Si la plupart des fabricants d’équipement moto se donnent le titre d’artisan, peu le méritent autant que Racer. Ici, l’équipe (une quinzaine de personnes) et les locaux (250 m² à tout casser) sont réellement étalonnés à l’échelle artisanale ! Du coup, ça sent bon la cohésion et le travail collaboratif dans ce petit atelier niché dans une ancienne villa du centre de Salon de Provence. Un sentiment renforcé par le contraste entre les machines à coudre du début du siècle dernier toujours en service et l’imprimante 3D dernier cri. Tout ça fleure bon le tiers lieux et l’espace de coworking ! On est loin de la froideur des « majors » de l’équipement motard… Et je ne dis pas ça parce que mes premiers gants moto (offerts par ma maman à Noël !) étaient des Racer. #Nostalgie

Imprimante 3D Racer

L’imprimante 3D est utile pour façonner les pièces rigides

Ici, l’équipe (une quinzaine de personnes) et les locaux (250 m² à tout casser) sont réellement étalonnés à l’échelle artisanale !

Startup à l’ancienne

Étonnant ce côté startup quand on sait que la boîte a vu le jour en 1927. Son histoire loin d’être linéaire n’y est peut-être pas étrangère. De cession en cession, de déménagement en déménagement, il faut se réinventer sans cesse.
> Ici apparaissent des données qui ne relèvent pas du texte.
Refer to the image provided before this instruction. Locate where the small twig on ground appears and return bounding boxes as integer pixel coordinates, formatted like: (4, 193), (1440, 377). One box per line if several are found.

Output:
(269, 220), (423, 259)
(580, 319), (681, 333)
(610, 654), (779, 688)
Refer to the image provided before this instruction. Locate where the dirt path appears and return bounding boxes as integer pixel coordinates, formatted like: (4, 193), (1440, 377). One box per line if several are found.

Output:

Rien de mieux pour rester jeune ! De Vendôme à ses débuts, Racer s’est finalement posée en 1998 dans les bouches du Rhône, où elle coule des jours heureux. Si seules quelques paires de gants d’époque et quelques dépliants peuvent témoigner d’un glorieux passé, le savoir-faire de gantier a quant à lui bien traversé le temps.

Racer gant de ski

Racer s’est fait un nom dans les années 60-70 avec ses gants de ski

Racer a assis ce savoir-faire dans le gant de ski. Les années 60 et les jeux olympiques de Grenoble font connaître la marque : l’équipe de France et surtout Jean-Claude Killy, la star des Jeux aux trois médailles, portaient des gants Racer ! Après quoi le fabricant a élargi son champ d’action : moto en 1970, vélo en 2015, défense, avec à chaque fois un savoir faire complété. Et d’ici peu, elle proposera une gamme de produits équitation. Même la patrouille de France, basée tout près, porte des gants Racer !
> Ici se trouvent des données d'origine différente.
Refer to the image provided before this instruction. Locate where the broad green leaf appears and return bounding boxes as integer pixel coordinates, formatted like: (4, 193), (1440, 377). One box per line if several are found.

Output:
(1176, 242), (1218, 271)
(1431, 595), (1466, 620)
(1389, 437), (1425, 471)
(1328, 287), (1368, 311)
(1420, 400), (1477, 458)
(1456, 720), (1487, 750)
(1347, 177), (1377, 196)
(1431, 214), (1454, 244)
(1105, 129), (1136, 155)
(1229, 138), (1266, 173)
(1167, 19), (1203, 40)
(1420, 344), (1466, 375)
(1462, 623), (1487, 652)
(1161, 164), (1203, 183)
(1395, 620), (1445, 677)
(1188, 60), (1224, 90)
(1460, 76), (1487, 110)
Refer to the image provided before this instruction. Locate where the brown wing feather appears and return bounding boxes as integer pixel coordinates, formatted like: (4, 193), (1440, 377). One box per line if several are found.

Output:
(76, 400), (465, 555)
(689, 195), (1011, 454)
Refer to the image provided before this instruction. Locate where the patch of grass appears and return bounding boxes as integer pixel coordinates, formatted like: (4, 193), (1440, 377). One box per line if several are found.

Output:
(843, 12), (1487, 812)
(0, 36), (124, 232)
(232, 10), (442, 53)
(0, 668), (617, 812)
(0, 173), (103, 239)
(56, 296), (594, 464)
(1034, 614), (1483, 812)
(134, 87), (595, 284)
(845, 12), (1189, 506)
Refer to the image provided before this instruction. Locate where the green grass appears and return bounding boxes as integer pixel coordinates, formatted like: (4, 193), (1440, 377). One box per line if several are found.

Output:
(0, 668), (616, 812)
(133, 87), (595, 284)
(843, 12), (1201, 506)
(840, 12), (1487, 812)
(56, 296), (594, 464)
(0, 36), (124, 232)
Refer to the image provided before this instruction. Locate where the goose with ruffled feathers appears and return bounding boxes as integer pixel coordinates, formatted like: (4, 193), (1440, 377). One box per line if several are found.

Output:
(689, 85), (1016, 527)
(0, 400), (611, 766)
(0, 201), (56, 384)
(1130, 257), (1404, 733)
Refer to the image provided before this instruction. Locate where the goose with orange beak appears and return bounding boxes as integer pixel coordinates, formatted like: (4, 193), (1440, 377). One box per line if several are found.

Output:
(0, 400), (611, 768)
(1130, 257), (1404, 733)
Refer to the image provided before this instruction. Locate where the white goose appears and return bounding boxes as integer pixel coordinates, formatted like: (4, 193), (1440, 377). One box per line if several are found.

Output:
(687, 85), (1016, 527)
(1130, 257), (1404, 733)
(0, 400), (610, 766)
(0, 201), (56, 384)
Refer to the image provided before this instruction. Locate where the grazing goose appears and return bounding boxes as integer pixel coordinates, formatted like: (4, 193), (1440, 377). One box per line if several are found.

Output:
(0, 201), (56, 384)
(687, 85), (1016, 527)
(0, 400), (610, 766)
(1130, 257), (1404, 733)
Un gant de la patrouille de France

Un gant de la patrouille de France

Un savoir-faire de longue date

Bon, je ne suis pas venu pour affabuler sur ce parcours respectable, mais bien pour assister à une naissance ! Avec Max, qui a cadré et monté la vidéo ci-dessus, on a pu suivre la venue au monde d’un gant moto, des premières esquisses au produit fini. On est d’accord, comme les autres, la production finale sera confiée à l’usine, installée en Asie. Mais la conception des prototypes se passe ici. Et je vous assure qu’il y de l’ouvrière experte à l’œuvre dans ce petit atelier.
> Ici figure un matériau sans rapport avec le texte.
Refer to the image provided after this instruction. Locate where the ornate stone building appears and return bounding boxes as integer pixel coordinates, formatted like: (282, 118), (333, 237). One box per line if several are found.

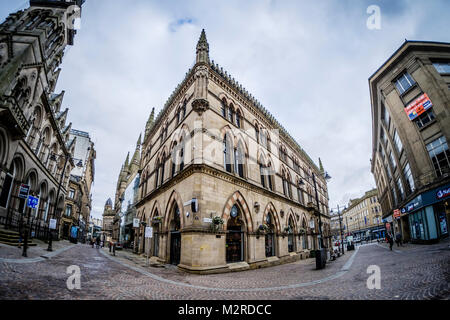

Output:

Perso, je suis très sensible au « coup de main », cette maîtrise absolue des gestes de son métier par un artisan. La précision mécanique n’égale pas dans mon cœur le relief du travail humain. Ouais, je suis old school, je sais ! Chez Racer, je me suis rincé l’œil, entre le coup de crayon sûr, le coup de lame franc et le coup d’aiguille déterminé.

Fiche technique gant moto

La fiche technique de notre gant

Conception d’un gant : Du design à la fiche technique

Tout commence par de la théorie. Il faut un nouveau gant, adapté à telle pratique et dans telle gamme de prix. Le travail du designer consiste à transformer ce concept bassement marketing en dessin inspirant. Celia, la chef de produit moto, s’accapare ensuite ce design et conçoit la fiche technique du gant, qui réunira toutes les infos utiles à la fabrication.

peau cuir gants moto

Quelques échantillons de peau utilisés dans les prototypes

Dix matériaux pour un gant été

Elle pioche dans ses armoires les matériaux qui répondront au cahier des charges – comprenez qui associeront performance, confort et budget adéquat. Rien que pour le gant été dont on assiste à la fabrication du prototype, il faut pas moins d’une dizaine de matières, sans compter les coques et autres inserts de protection : textile mesh 3D pour la ventilation, cuir digital côté paume pour le grip, mesh fin et extensible entre les doigts, cuir tactile pour piloter les écrans, néoprène pour l’élasticité, cuir de chèvre pour la résistance de la paume, etc.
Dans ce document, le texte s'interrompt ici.